Though we continue to work on diversity, equity, and inclusion, I'm pleased to say that as a board member, we have a well-balanced and diverse board in terms of gender, experience, and backgrounds. In addition, our technology business is outpacing the market with 30% of our team being female. What's more, we have strategies, programs, and targets in place to ensure that number continues to rise because we know there is more work to be done to achieve gender parity.
"I believe we will one day live in a world where women make up 50% of boards and executive teams."
Q: What is BDO doing today to support women?
A: BDO Canada holds diversity, equity, and inclusion close to its core—with an established National Inclusion, Equity and Diversity Advisory Council (NIEDAC) and an appointed Chief Inclusion, Equity and Diversity Officer, Giselle Bodkin. Giselle Bodkin. Giselle leads a group of amazing leaders of our key diversity pillars including Indigenous, LGBTQ2S+, Persons with Disabilities, Visible Minorities, and Women.

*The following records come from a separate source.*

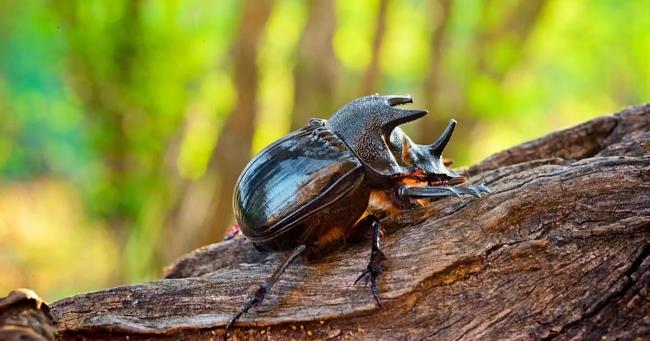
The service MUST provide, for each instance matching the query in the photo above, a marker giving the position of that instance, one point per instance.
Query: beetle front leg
(373, 270)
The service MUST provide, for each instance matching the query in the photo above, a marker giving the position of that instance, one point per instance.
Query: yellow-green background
(110, 111)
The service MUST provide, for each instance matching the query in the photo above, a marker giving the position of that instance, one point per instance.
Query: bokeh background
(124, 124)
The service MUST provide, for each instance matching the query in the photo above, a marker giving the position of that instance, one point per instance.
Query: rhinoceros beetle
(324, 184)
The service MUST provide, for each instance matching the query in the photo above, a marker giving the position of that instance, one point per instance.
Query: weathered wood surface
(24, 316)
(559, 250)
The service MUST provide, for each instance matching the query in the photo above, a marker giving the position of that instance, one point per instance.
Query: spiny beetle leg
(264, 288)
(373, 270)
(412, 192)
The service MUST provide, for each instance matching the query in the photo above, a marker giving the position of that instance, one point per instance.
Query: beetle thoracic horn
(438, 146)
(398, 100)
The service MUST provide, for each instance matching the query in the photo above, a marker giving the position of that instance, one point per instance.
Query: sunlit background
(124, 124)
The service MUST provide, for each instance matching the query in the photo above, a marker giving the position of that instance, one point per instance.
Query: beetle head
(366, 124)
(427, 158)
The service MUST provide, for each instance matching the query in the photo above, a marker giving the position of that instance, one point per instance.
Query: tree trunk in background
(316, 68)
(559, 250)
(433, 90)
(371, 77)
(106, 105)
(234, 146)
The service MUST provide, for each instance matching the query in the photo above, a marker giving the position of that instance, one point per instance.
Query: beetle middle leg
(266, 286)
(373, 270)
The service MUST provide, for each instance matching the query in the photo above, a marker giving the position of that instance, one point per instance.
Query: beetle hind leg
(417, 192)
(266, 286)
(373, 270)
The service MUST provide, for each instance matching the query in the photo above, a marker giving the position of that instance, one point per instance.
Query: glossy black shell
(299, 187)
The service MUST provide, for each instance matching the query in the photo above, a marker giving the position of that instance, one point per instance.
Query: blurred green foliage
(111, 111)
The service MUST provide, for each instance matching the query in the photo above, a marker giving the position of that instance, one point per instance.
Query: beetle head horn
(395, 116)
(365, 125)
(439, 146)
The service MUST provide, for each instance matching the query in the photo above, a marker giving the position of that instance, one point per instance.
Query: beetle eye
(407, 151)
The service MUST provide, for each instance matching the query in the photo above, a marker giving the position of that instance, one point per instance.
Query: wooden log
(558, 250)
(24, 316)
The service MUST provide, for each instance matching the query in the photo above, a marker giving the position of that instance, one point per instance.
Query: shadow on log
(559, 250)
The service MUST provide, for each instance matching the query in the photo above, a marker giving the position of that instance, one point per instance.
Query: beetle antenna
(438, 146)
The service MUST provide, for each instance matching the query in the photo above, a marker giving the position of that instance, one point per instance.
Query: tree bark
(558, 250)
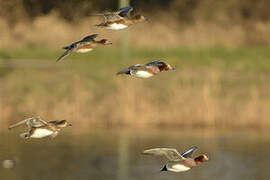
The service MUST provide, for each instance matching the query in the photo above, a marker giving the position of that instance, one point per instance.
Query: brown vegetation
(196, 97)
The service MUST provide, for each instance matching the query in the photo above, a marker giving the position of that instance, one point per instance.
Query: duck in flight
(120, 19)
(146, 70)
(177, 162)
(38, 128)
(87, 44)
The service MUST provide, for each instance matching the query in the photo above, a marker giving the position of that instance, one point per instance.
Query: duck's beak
(109, 43)
(171, 68)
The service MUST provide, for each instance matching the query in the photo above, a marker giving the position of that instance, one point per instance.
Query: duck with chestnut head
(177, 162)
(146, 70)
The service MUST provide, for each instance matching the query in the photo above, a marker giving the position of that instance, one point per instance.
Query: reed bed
(211, 88)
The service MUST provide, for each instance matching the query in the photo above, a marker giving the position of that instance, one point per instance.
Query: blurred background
(217, 98)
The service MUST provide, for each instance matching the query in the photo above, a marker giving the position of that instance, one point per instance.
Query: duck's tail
(25, 135)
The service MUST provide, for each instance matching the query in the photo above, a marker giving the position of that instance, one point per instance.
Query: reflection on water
(117, 155)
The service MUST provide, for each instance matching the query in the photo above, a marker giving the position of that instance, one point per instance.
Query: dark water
(116, 154)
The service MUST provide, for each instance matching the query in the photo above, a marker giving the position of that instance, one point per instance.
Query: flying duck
(87, 44)
(146, 70)
(120, 19)
(177, 162)
(38, 128)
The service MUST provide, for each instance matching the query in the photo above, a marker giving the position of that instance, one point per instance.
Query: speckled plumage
(38, 128)
(146, 70)
(177, 162)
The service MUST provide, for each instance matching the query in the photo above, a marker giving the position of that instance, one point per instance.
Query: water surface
(116, 154)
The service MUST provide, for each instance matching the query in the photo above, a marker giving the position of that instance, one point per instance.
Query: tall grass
(213, 87)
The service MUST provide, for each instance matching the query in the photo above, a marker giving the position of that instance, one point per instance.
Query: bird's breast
(40, 133)
(116, 26)
(142, 74)
(84, 50)
(178, 168)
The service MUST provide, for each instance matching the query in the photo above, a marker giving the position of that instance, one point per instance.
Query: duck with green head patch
(146, 70)
(177, 162)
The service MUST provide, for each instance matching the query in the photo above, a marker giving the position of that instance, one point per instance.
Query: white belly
(83, 50)
(142, 74)
(41, 133)
(117, 26)
(178, 168)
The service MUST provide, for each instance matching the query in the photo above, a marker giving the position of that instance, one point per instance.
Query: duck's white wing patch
(40, 133)
(83, 50)
(142, 74)
(116, 26)
(178, 168)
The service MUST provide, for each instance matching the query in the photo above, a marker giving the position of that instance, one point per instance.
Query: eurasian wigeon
(38, 128)
(87, 44)
(146, 70)
(120, 19)
(177, 162)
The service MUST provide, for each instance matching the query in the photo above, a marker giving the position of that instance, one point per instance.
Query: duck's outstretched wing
(115, 16)
(155, 63)
(123, 12)
(169, 153)
(30, 122)
(67, 52)
(88, 38)
(133, 68)
(110, 17)
(188, 153)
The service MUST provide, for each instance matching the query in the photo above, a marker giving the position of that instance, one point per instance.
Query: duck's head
(140, 18)
(164, 168)
(62, 123)
(164, 66)
(105, 42)
(201, 159)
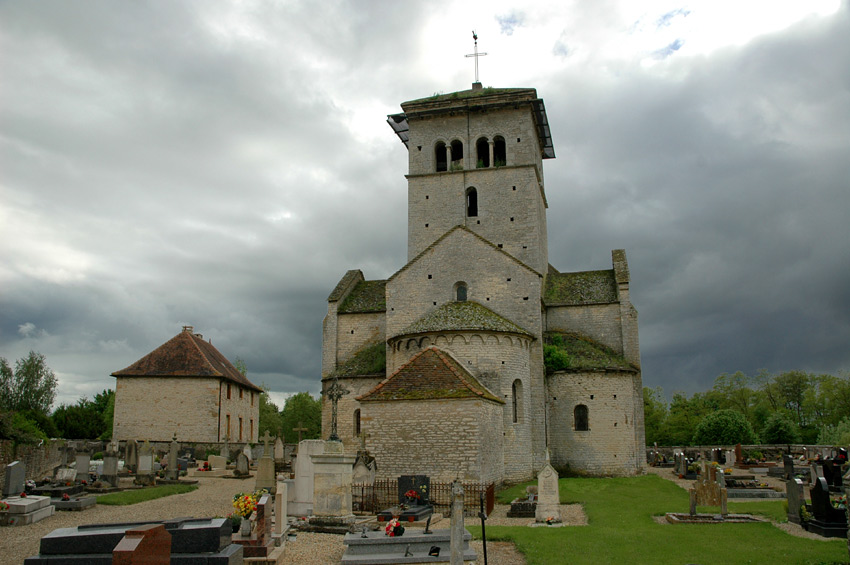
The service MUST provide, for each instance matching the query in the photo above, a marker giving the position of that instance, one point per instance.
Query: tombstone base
(8, 519)
(827, 529)
(78, 504)
(377, 548)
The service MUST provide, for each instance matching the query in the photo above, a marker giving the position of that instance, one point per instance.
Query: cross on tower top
(476, 55)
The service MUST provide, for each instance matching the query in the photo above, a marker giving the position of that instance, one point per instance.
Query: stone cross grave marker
(334, 393)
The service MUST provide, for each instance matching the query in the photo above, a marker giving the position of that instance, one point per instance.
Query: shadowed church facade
(444, 360)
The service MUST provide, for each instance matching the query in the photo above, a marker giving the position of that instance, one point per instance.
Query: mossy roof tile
(431, 374)
(462, 316)
(585, 287)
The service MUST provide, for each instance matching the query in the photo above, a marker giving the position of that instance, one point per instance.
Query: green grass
(142, 495)
(621, 530)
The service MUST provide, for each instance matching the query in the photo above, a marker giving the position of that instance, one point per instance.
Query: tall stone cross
(334, 393)
(300, 429)
(266, 439)
(476, 54)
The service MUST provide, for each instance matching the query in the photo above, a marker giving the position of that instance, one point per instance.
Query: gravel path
(213, 498)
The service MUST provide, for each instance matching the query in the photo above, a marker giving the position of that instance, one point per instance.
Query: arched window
(457, 155)
(482, 148)
(471, 202)
(581, 418)
(500, 154)
(460, 292)
(517, 401)
(440, 157)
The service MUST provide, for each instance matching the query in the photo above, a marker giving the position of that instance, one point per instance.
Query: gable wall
(600, 322)
(463, 257)
(606, 448)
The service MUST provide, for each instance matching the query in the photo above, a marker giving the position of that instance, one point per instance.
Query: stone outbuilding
(185, 386)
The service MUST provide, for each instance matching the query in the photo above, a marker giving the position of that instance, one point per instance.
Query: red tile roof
(186, 355)
(430, 374)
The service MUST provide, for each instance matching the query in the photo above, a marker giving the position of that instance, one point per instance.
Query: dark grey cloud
(224, 165)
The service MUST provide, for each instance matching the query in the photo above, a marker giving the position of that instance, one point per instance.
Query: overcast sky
(222, 164)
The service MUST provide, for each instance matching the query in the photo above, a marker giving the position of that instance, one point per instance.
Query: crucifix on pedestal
(334, 393)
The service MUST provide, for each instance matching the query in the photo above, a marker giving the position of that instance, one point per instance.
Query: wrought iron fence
(372, 498)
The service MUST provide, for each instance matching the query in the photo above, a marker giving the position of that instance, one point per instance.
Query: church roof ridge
(186, 355)
(462, 316)
(466, 229)
(431, 374)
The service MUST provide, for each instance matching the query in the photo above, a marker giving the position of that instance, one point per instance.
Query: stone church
(477, 356)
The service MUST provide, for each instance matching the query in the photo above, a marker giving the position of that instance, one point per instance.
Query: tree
(270, 418)
(655, 415)
(780, 429)
(302, 407)
(724, 427)
(31, 387)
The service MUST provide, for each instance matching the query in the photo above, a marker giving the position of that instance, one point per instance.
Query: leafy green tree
(32, 386)
(724, 427)
(302, 407)
(780, 429)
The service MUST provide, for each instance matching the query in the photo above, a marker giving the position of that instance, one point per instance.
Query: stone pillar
(332, 472)
(457, 530)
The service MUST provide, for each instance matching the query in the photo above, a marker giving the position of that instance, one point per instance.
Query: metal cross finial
(334, 393)
(476, 54)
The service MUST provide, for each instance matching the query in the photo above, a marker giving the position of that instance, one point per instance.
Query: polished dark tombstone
(413, 508)
(201, 541)
(828, 521)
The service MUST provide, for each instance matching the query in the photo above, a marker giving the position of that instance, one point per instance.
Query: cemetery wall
(40, 460)
(461, 438)
(600, 322)
(609, 446)
(154, 408)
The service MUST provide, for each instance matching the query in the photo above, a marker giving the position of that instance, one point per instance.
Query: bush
(780, 429)
(724, 427)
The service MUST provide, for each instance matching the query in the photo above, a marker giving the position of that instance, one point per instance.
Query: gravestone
(828, 521)
(16, 476)
(278, 450)
(172, 471)
(242, 465)
(195, 540)
(131, 456)
(109, 472)
(82, 462)
(301, 503)
(457, 528)
(145, 468)
(794, 494)
(332, 484)
(265, 468)
(145, 545)
(548, 495)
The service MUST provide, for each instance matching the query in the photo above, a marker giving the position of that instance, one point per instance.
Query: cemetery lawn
(143, 494)
(621, 529)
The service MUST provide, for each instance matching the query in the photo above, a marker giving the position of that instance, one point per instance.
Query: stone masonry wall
(609, 447)
(444, 439)
(154, 408)
(493, 279)
(356, 330)
(600, 322)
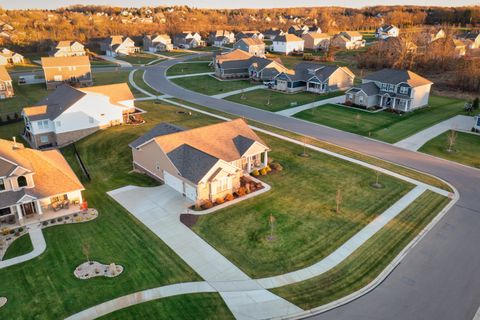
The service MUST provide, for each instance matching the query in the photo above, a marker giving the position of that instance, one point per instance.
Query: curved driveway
(440, 277)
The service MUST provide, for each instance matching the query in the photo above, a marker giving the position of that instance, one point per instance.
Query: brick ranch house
(205, 163)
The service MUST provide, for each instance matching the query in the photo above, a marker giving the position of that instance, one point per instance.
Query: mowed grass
(209, 85)
(115, 236)
(189, 68)
(302, 200)
(366, 263)
(275, 101)
(186, 307)
(19, 247)
(385, 126)
(466, 149)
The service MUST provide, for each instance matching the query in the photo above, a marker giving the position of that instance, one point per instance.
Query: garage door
(173, 182)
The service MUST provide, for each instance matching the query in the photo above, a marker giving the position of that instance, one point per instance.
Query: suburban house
(205, 163)
(387, 31)
(75, 71)
(315, 77)
(254, 46)
(69, 49)
(118, 45)
(69, 114)
(400, 90)
(221, 37)
(34, 183)
(249, 34)
(270, 34)
(348, 40)
(157, 43)
(316, 41)
(8, 57)
(287, 44)
(188, 40)
(6, 87)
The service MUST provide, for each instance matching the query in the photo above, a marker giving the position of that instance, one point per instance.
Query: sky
(52, 4)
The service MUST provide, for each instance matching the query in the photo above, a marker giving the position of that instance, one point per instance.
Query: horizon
(248, 4)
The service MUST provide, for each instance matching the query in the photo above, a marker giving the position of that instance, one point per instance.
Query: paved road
(440, 277)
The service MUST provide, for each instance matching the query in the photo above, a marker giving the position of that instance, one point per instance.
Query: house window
(22, 181)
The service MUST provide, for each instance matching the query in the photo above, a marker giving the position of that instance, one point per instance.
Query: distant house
(400, 90)
(157, 43)
(221, 37)
(348, 40)
(188, 40)
(249, 34)
(8, 57)
(316, 41)
(387, 31)
(118, 45)
(35, 183)
(240, 64)
(253, 46)
(69, 114)
(69, 49)
(75, 71)
(288, 43)
(270, 34)
(316, 78)
(204, 163)
(6, 87)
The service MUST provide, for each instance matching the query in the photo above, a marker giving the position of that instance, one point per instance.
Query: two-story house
(157, 43)
(35, 183)
(69, 49)
(400, 90)
(6, 87)
(69, 114)
(75, 71)
(254, 46)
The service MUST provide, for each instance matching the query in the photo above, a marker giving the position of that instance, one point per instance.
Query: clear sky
(52, 4)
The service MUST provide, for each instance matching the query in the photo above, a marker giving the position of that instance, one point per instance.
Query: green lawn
(369, 260)
(138, 58)
(21, 246)
(466, 149)
(189, 68)
(210, 86)
(385, 126)
(115, 236)
(275, 101)
(302, 200)
(187, 307)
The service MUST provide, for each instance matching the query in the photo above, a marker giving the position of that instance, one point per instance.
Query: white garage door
(173, 182)
(190, 192)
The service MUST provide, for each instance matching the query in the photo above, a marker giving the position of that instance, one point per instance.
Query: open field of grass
(185, 307)
(139, 58)
(466, 149)
(210, 86)
(385, 126)
(189, 68)
(369, 260)
(275, 101)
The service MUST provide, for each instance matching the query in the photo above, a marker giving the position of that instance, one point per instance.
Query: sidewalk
(415, 142)
(290, 112)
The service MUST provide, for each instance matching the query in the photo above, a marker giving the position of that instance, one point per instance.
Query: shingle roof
(393, 76)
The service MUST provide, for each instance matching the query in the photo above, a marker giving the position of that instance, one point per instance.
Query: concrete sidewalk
(415, 142)
(290, 112)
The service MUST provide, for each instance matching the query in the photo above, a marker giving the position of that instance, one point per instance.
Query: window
(22, 181)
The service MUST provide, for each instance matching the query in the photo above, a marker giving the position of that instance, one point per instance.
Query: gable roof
(393, 76)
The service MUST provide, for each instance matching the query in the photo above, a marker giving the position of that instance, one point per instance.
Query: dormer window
(22, 181)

I'm also proud to be one of the founders of a leadership development programs called Velocity Monthly. This program gives all 2600+ women at BDO access to a platform and program that enhances career progression through networking, coaching, learning, and relationship building. Each session in the program tackles a different challenge that women in the corporate world face, such as developing negotiation skills and overcoming imposter syndrome. I am happy to share we've received overwhelmingly positive feedback about how impactful and valuable it has been for the women on our team from both a professional and personal perspective.
This is just one example of how we're empowering and helping women in our company grow in their careers.
As a forward-looking, data-driven, client-centric leader in consulting—a team and a business that continues to innovate and grow—I look forward to a future where even more women hold leadership positions and continue to help to foster the growth of our future leaders.
Q: How would you sum up your message to the industry on continuing to support women in their professional careers?
A: Real commitment. To make solid, sustainable change, we require commitment from the industry, and as I said earlier, sometimes in order to see the change, you need to be the change! I am confident that together we will get there—we will break the bias and achieve true gender equality.
Q: What is your advice to young women today?
A: My advice to young women today is to be curious, work hard, and have confidence that what you do matters. Know that when you're invited to the table, people want to hear what you think. As you progress in your career, remember that you may have once been that quiet person in the room wondering if you should speak up, so leave air and invite those individuals to share their thoughts. Your confidence in them may be what they need to make their next step towards leadership. We must lift as we climb!